Radar : Khali, le diamant brut
Crédits : Léo Joubert
Issu de la génération SoundCloud, Khali a su très rapidement proposer une vision singulière et introspective du rap, propulsant le tout en indé et se faisant une place influente qui a beaucoup à apporter au genre. Tourné vers des pratiques artistiques depuis très jeune, comme le dessin, Khali cultive un talent brut, maniant le story-telling avec une forte sensibilité qui confère une dimension universelle à ses textes.
Sa spécificité se loge très certainement dans le travail hors du commun sur sa voix, rocailleuse et sensible. Il se démarque par un timbre parfois distordu, parfois suffocant, toujours empreint de nostalgie et d’une forme de tristesse qu’il transforme en force.
Habitué à sortir des singles qui portent le nom de l’année en question (20- en 2020, 21- en 2021), il droppe le 1er décembre 2023 un nouvel album de 23 minutes, appelé 23-, dans l’année de ses 23 ans. Un bel alignement des planètes qui nous amène un projet mature, se déclinant autour de mélodies mélancoliques et entêtantes, explorant tout en pudeur les recoins et secrets de son âme.
Khali fait partie de ces rares artistes qui parviennent à observer et transmettre leurs sentiments et leur vécu sans jamais tomber dans le voyeurisme ou le mélodrame. Ses textes, souvent remplis d’une colère amère et rêveuse, mettent en avant le désir d’une ambition plus pure et tournée avec espoir vers un avenir qui s’annonce lumineux. Au-delà de frustrations exprimées, de difficultés passées comme la perte d’un de ses meilleurs amis, Khali crache ses peines au monde.
“ J’suis dans le tram A en direction de la ville pour montrer aux bourgeois le seum que j’ai. Je fais comme eux dans le sens contraire parce que j’ai ressenti beaucoup de choses contre eux. Je suis jamais sûr qu’on se comprenne, ma langue est sortie de ma poche trouée “
La musique, abordée comme un exutoire, lui permet de faire sortir cette énergie de lui et de réussir à dépasser des obstacles qui l’enferment dans une vie antérieure teintée de complications et contrariétés. Interviewé par Mouloud Achour il y a quelques mois, l’artiste revenait sur le fait que ses malheurs l’inspiraient plus que ses moments de bonheur, dans lesquels il trouve moins de choses à transmettre à son public.
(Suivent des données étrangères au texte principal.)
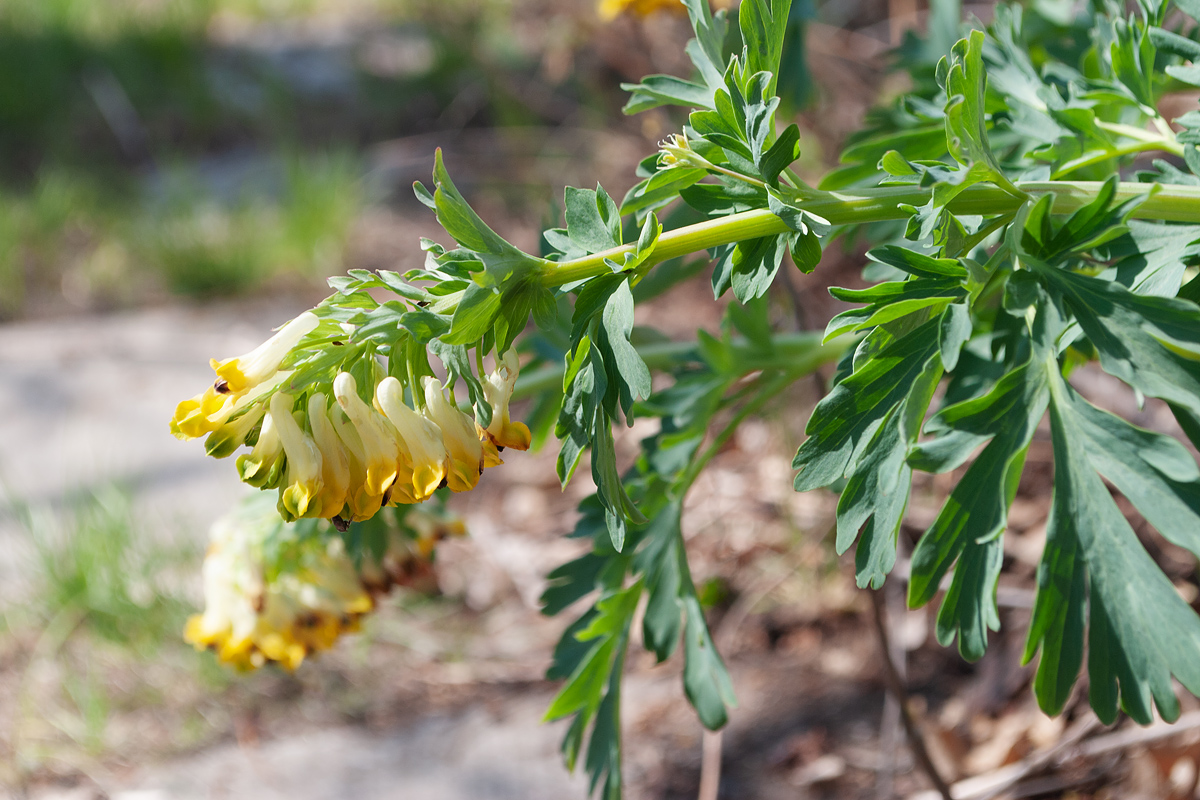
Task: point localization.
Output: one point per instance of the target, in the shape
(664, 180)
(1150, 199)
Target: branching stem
(1167, 203)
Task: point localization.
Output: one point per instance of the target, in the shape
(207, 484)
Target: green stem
(1168, 203)
(1140, 145)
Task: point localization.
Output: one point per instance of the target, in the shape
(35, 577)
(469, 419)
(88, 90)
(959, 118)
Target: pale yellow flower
(225, 440)
(247, 371)
(503, 432)
(304, 463)
(459, 437)
(381, 453)
(250, 621)
(263, 464)
(335, 469)
(421, 441)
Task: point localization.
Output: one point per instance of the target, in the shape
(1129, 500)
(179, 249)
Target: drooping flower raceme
(342, 439)
(275, 593)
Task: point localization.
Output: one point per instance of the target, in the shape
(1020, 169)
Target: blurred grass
(115, 115)
(99, 633)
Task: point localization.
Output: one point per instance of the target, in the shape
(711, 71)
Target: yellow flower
(225, 440)
(361, 504)
(381, 455)
(503, 432)
(459, 435)
(250, 621)
(247, 371)
(213, 408)
(263, 464)
(421, 441)
(610, 10)
(335, 469)
(303, 471)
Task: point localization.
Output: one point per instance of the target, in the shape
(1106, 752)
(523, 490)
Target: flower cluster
(277, 609)
(340, 450)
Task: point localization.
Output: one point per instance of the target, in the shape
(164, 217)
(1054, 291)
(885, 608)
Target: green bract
(1014, 242)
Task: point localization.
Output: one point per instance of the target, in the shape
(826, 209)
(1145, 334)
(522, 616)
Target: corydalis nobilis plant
(1032, 211)
(275, 591)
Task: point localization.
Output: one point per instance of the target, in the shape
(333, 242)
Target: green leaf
(660, 188)
(748, 266)
(1146, 342)
(593, 221)
(665, 90)
(966, 126)
(846, 419)
(763, 24)
(706, 680)
(953, 334)
(625, 366)
(891, 301)
(780, 155)
(457, 365)
(876, 495)
(474, 317)
(660, 563)
(805, 250)
(1131, 662)
(586, 686)
(976, 513)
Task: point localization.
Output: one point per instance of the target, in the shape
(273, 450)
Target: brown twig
(889, 725)
(711, 765)
(916, 741)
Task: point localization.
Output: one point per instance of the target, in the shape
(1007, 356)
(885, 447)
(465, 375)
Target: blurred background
(179, 176)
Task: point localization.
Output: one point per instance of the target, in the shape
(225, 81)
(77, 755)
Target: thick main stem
(1165, 203)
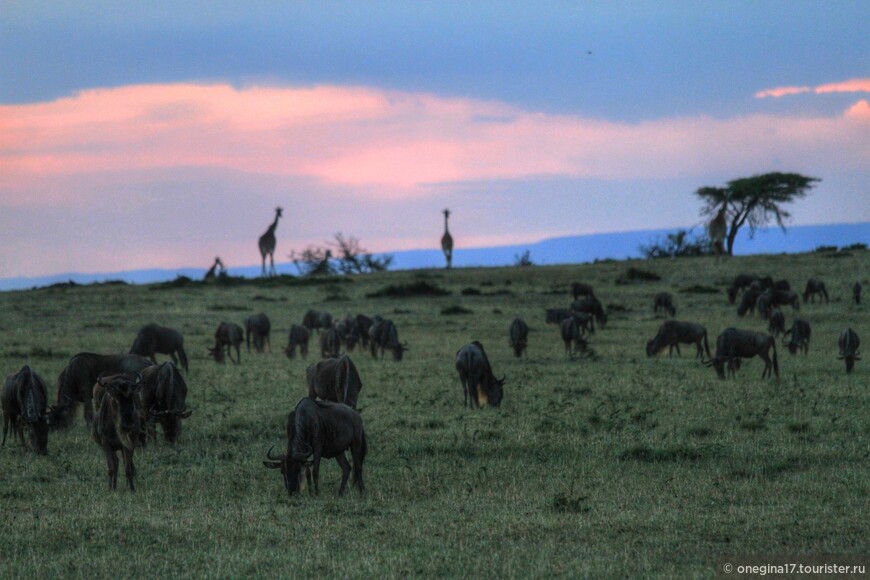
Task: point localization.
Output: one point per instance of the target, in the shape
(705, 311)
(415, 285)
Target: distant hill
(563, 250)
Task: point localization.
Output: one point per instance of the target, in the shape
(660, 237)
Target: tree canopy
(755, 201)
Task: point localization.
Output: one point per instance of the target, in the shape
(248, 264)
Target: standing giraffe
(717, 229)
(447, 241)
(267, 245)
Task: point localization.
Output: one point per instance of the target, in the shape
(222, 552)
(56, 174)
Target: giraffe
(267, 245)
(447, 241)
(717, 229)
(213, 271)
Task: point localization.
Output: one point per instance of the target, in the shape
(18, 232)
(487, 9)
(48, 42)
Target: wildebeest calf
(674, 332)
(849, 343)
(479, 385)
(24, 400)
(321, 429)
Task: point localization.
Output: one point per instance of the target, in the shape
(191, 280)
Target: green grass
(612, 465)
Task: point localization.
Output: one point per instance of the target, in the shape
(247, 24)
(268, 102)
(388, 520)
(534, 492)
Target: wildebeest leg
(345, 471)
(129, 468)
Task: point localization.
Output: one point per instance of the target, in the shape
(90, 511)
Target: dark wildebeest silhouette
(384, 336)
(152, 339)
(664, 301)
(315, 319)
(674, 332)
(776, 323)
(815, 288)
(76, 383)
(334, 379)
(518, 334)
(321, 429)
(800, 337)
(849, 343)
(733, 345)
(479, 385)
(257, 328)
(164, 400)
(25, 400)
(298, 336)
(228, 335)
(118, 423)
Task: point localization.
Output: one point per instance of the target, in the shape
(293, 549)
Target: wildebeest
(665, 302)
(334, 379)
(321, 429)
(579, 289)
(849, 343)
(118, 423)
(815, 288)
(257, 328)
(518, 334)
(152, 339)
(776, 323)
(674, 332)
(76, 382)
(330, 344)
(479, 385)
(384, 336)
(315, 319)
(227, 336)
(24, 400)
(591, 305)
(800, 336)
(164, 400)
(298, 336)
(734, 344)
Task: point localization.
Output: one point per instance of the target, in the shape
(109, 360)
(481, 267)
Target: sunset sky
(161, 134)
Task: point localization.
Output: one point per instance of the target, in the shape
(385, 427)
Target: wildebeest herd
(125, 396)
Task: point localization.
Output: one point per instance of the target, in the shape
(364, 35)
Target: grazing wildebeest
(479, 385)
(76, 382)
(665, 302)
(579, 289)
(800, 337)
(227, 336)
(849, 343)
(322, 429)
(298, 336)
(591, 305)
(258, 327)
(385, 337)
(334, 379)
(674, 332)
(153, 339)
(118, 423)
(330, 343)
(734, 344)
(24, 400)
(519, 337)
(776, 324)
(815, 288)
(315, 319)
(164, 400)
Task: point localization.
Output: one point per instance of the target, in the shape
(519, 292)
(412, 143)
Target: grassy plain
(616, 465)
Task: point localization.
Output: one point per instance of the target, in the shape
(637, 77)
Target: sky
(162, 134)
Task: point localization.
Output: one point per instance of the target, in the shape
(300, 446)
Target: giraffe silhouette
(717, 229)
(267, 245)
(447, 241)
(213, 271)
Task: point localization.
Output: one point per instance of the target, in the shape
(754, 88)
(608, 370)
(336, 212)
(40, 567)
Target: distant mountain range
(563, 250)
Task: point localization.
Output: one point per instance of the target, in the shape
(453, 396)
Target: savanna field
(607, 465)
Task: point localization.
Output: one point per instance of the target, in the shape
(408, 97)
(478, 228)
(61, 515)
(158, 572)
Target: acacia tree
(755, 201)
Chez lui, la musique devient le lieu pour décortiquer, analyser ses inquiétudes et ses troubles, de façon presque thérapeutique. Il propose des récits dans lesquels chacun·e peut se reconnaitre et y trouver écho avec des événements de sa vie. Son regard intérieur et ses réflexions font de lui un artiste à l’écriture maitrisée et poétique, qui exprime tour à tour des désillusions amoureuses, des chagrins familiaux et une certaine appréhension du futur.
“ Je règle un problème puis je passe à l’autre, j’ouvre un eye et je deviens paranoid, y’a un cœur qui s’est vidé dans la noche ici “
Néanmoins, Khali reste bien ancré, les pieds sur terre, et quelque chose de plus grand, quelque chose qui le dépasse, le guide : son rapport à la religion et à la foi, sa confiance en l’authenticité de sa proposition artistique, ses proches qui l’entourent. On sent qu’il est loin d’être résigné et abattu, au contraire. La musique lui permet de prendre de la hauteur et de cultiver une estime de lui-même qui le pousse à expérimenter et créer de façon intense, en sortant de ses zones de confort et en allant chercher une mélodie, une punchline, qui puisse le connecter à son public.
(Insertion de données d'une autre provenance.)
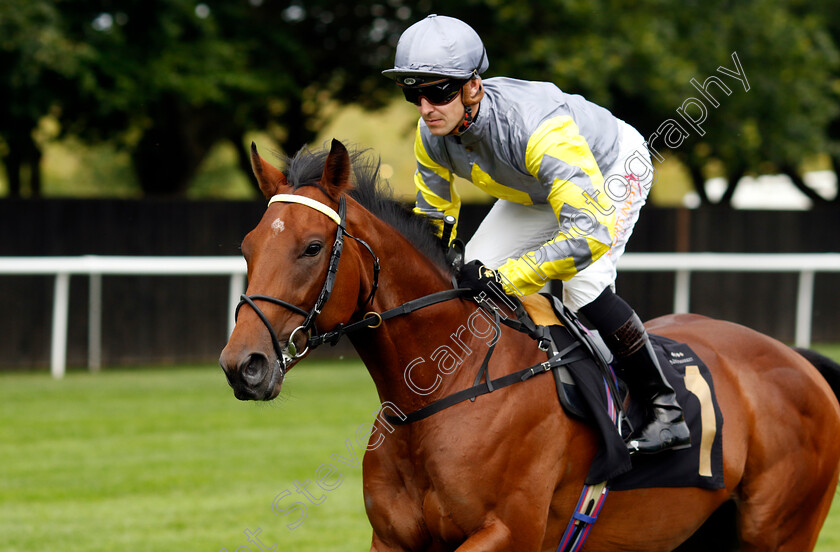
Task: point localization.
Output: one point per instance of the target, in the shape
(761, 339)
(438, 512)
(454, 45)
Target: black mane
(372, 192)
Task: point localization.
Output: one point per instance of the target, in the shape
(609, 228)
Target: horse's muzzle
(253, 377)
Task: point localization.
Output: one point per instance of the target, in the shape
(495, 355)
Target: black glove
(474, 275)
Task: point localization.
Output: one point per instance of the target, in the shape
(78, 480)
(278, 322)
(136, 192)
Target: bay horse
(504, 472)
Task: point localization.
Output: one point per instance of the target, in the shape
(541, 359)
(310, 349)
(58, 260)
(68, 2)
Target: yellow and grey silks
(531, 144)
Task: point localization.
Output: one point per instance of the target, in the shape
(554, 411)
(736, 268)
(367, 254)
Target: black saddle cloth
(701, 465)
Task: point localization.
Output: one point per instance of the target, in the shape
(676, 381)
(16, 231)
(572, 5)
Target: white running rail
(682, 264)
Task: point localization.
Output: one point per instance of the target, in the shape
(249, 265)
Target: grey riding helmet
(438, 46)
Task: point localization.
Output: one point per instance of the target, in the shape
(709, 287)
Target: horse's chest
(441, 516)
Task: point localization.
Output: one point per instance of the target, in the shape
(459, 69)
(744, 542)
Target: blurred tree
(639, 58)
(36, 59)
(168, 79)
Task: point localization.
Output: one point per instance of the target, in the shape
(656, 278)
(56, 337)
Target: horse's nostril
(254, 369)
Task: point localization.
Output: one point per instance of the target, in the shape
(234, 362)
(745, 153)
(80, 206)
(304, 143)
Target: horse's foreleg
(495, 537)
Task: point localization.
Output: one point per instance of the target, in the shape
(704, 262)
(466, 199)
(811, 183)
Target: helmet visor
(436, 93)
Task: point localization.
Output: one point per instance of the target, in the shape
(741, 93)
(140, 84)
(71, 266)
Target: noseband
(332, 270)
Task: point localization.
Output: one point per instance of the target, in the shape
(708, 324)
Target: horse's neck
(419, 357)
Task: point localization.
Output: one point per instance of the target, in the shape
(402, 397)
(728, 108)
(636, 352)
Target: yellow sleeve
(436, 193)
(560, 158)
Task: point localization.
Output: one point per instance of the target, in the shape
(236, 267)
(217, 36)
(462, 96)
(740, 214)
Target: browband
(309, 202)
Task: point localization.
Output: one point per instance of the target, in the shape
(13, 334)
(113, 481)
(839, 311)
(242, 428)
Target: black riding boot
(665, 426)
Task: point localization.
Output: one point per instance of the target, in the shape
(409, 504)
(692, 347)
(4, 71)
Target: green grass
(167, 460)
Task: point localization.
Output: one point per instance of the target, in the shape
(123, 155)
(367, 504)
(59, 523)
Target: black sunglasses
(437, 93)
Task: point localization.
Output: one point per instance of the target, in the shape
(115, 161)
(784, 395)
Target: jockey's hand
(474, 275)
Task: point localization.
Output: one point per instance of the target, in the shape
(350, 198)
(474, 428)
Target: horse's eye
(312, 249)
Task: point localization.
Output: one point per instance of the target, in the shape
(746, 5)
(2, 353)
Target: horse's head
(296, 273)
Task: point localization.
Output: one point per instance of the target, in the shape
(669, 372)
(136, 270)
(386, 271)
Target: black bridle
(374, 320)
(332, 270)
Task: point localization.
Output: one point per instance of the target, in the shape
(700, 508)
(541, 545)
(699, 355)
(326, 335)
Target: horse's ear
(272, 181)
(336, 177)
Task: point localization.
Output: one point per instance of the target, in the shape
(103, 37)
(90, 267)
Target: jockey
(544, 155)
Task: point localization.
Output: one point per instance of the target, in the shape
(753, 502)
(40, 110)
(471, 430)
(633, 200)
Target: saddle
(589, 390)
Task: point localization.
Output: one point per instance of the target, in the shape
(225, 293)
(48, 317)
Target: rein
(374, 320)
(332, 270)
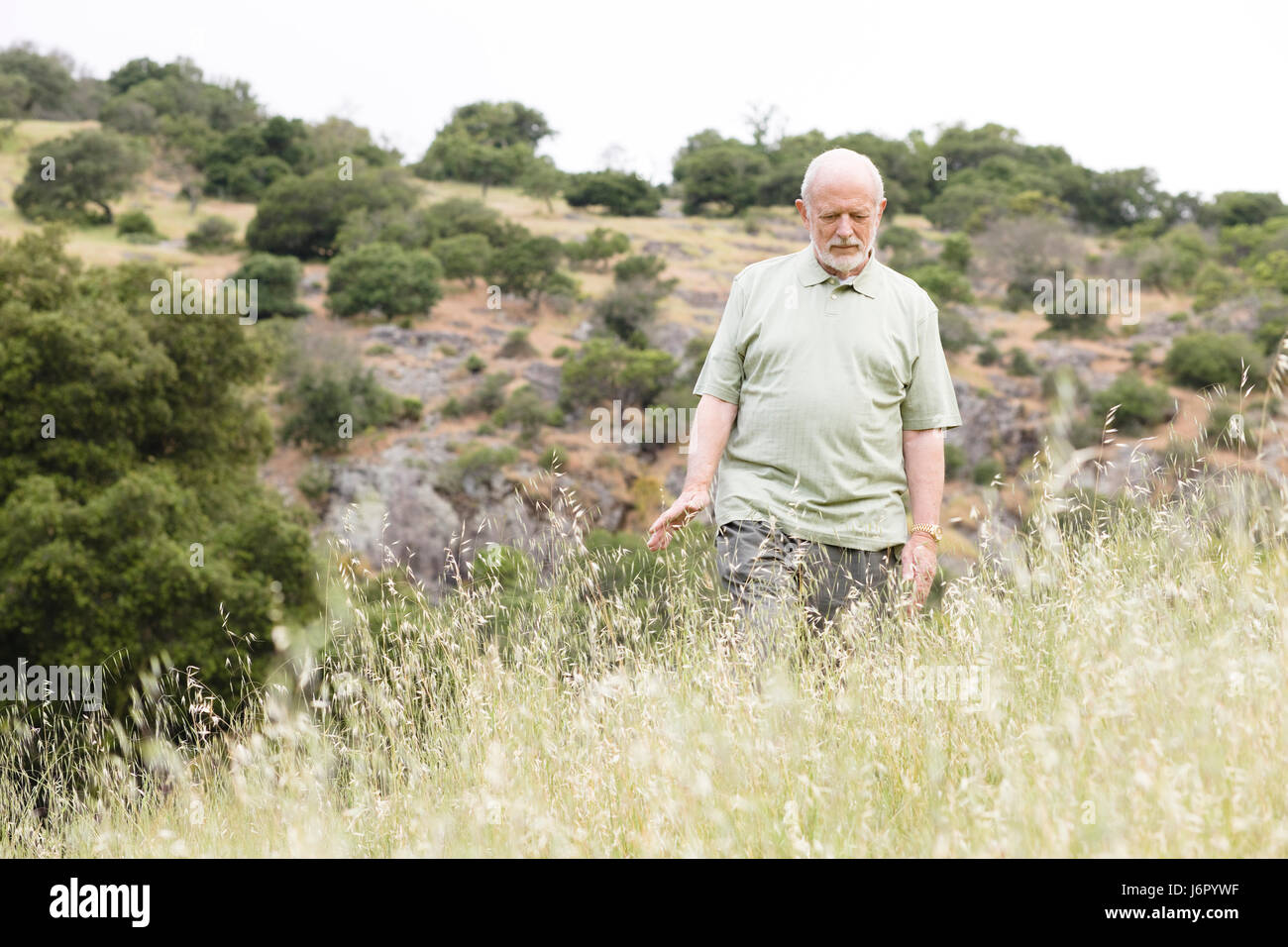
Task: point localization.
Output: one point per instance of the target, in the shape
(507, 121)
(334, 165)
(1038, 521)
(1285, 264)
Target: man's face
(842, 218)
“ Respecte le travail qu’on a mâché, petit, c’est pas toi qui t’es tâché. J’veux qu’on me rende l’amour que l’on me doit. J’veux le power comme Elon Musk, les deux mains dans l’mud, j’oublie pas ce qu’on m’a fait “
L’artiste ne fait pas dans l’egotrip et le narcissisme, il reste humble et généreux dans ce qu’il dévoile de lui-même et ce qu’il donne aux autres. Plein de fierté pour là d’où il vient, ses racines et ses influences, Khali sait et sent qu’il est taillé pour un destin puissant au sein de la musique. C’est avec beaucoup de douceur mais aussi d’assurance qu’il nous livre son dernier projet, l’inscrivant au sein des plus grands crus de la scène rap francophone actuelle. Huit titres, no skip, allant du kick énervé sur OMG à la balade musicale accompagnée d’un solo de guitare tout en délicatesse sur Silence, Khali régale et on en veut toujours plus.